Author :Arnd Pralle, Ernst-Ludwig Florin, Ernst H.K. Stelzer and J. K. Heinrich Hörber
Publication :Single Molecules
Volume :2
Pages :129-133
Year :2000

The PFM is a three-dimensional scanning probe microscope
based on optical tweezers. It evolved from AFM techniques
by replacing the mechanical cantilever of the AFM with
optical tweezers and the cantilever tip by a trapped bead.
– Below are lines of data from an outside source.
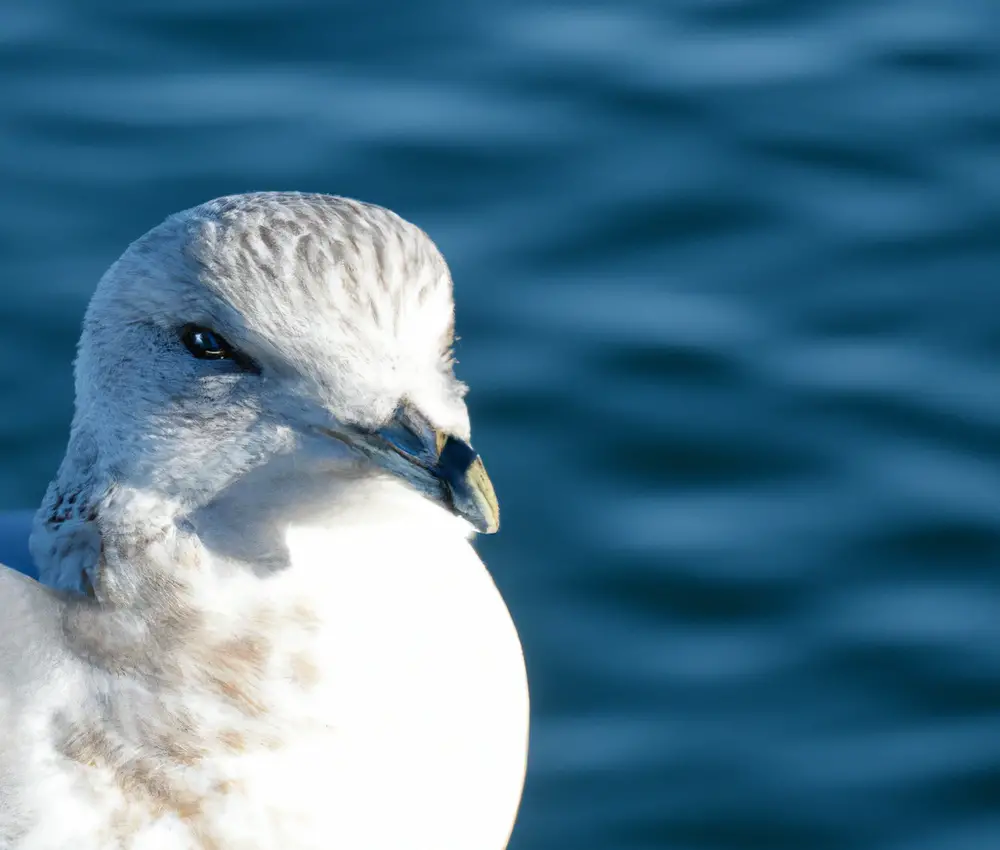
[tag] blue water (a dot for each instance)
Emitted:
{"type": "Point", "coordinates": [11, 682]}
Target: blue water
{"type": "Point", "coordinates": [727, 276]}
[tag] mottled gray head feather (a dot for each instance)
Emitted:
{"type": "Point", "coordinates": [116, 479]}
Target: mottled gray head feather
{"type": "Point", "coordinates": [346, 307]}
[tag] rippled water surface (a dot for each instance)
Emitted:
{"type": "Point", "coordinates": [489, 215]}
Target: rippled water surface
{"type": "Point", "coordinates": [728, 290]}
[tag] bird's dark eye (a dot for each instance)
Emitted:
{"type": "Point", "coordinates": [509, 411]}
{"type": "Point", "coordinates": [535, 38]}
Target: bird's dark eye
{"type": "Point", "coordinates": [206, 344]}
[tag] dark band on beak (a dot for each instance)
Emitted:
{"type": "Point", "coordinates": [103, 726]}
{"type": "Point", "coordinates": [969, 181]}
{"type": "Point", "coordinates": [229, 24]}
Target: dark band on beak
{"type": "Point", "coordinates": [472, 494]}
{"type": "Point", "coordinates": [446, 465]}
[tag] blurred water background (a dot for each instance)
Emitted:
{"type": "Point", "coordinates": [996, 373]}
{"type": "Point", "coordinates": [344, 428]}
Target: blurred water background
{"type": "Point", "coordinates": [727, 283]}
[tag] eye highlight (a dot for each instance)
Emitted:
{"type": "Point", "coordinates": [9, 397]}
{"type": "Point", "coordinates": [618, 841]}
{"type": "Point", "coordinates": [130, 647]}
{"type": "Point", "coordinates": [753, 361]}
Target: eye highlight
{"type": "Point", "coordinates": [206, 344]}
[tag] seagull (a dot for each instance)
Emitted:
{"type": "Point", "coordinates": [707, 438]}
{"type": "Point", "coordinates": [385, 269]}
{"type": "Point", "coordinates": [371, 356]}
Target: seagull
{"type": "Point", "coordinates": [260, 621]}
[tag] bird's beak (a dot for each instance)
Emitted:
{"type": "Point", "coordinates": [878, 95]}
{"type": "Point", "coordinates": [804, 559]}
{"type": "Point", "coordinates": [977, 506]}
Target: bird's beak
{"type": "Point", "coordinates": [440, 464]}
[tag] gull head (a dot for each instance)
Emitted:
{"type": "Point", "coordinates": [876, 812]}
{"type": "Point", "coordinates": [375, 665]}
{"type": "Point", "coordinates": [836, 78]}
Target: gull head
{"type": "Point", "coordinates": [299, 342]}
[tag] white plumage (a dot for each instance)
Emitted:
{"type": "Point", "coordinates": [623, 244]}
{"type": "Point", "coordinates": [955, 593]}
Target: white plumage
{"type": "Point", "coordinates": [269, 494]}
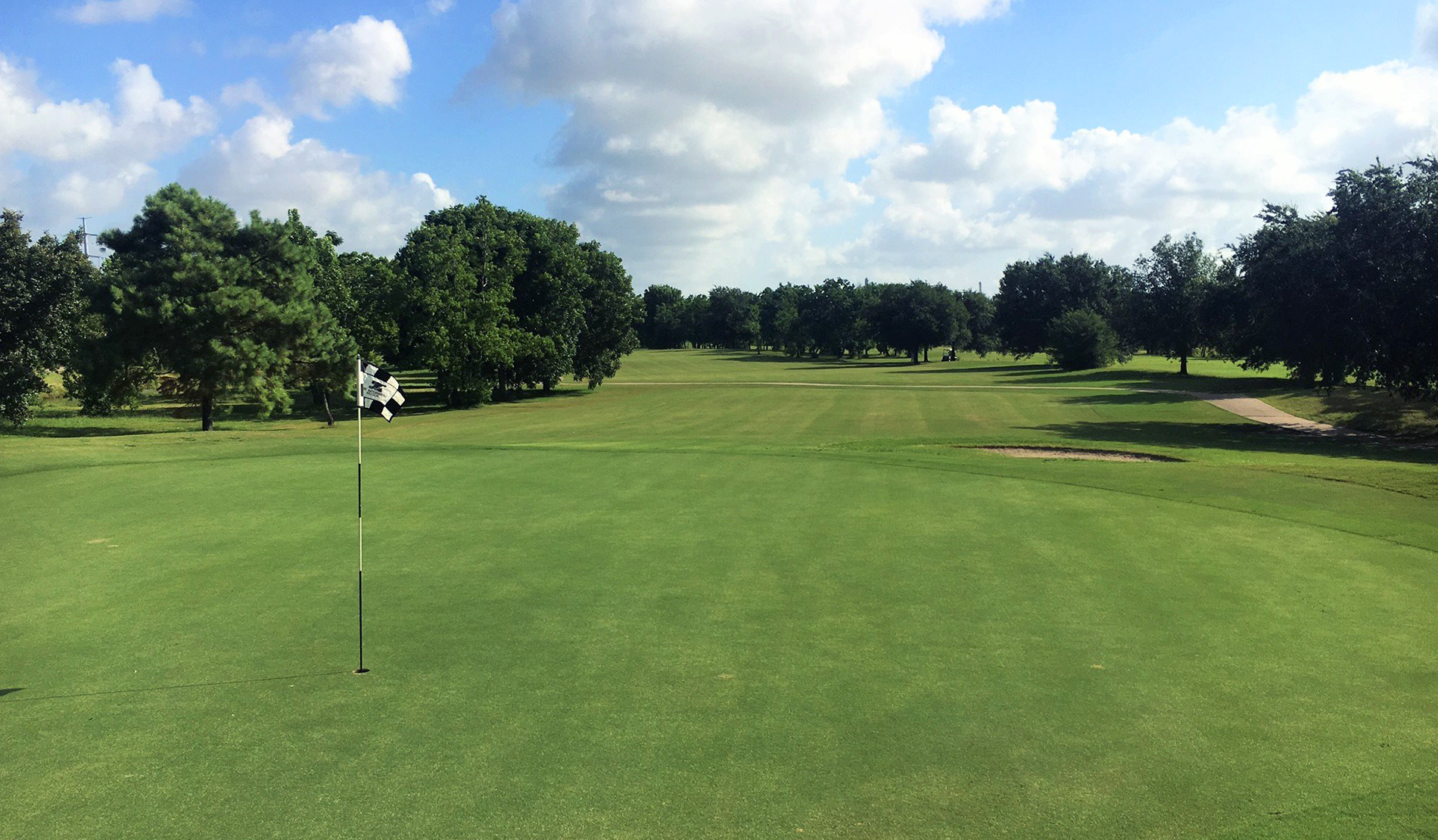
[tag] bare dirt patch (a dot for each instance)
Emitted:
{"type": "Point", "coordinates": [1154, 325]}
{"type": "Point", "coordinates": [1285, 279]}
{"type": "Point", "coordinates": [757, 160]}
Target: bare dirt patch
{"type": "Point", "coordinates": [1078, 453]}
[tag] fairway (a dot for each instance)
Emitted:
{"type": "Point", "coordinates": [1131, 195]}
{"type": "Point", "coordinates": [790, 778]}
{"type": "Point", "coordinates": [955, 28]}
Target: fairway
{"type": "Point", "coordinates": [712, 600]}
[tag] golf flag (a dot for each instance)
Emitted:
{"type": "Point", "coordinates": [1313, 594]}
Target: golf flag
{"type": "Point", "coordinates": [378, 391]}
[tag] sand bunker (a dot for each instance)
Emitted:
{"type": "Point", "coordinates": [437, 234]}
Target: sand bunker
{"type": "Point", "coordinates": [1078, 453]}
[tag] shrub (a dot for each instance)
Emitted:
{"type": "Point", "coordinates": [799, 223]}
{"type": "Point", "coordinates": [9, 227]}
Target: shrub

Various detection systems measure the three-dimensional
position of the bead with a spatial and temporal resolution
in the nanometer and microsecond range, respectively. Due
to the small trapping force constants, thermal position
fluctuations of the probe are relatively large in comparison
to the thermal motion of an AFM cantilever. However, these
position fluctuations provide information about the local
environment and specific interactions of the probe with
molecules such as membrane proteins.
Within the few last years, the instrument turned out to
be a powerful tool to study properties of the plasma
membrane of intact cells at the nanometer scale. For
instance, the diffusion of membrane components could be
observed over minutes at high spatial and temporal
resolutions. For the first time, the diffusion coefficient
measured locally in the plasma membrane of an intact cell
agreed well with previous measurements for lipid model
membranes, thus providing new ways to characterize
membrane structures with unknown properties, such as lipid
rafts. Furthermore, the technique can be used to determine
the elasticity of the lipid bilayer and the binding properties
of membrane components to the cytoskeleton.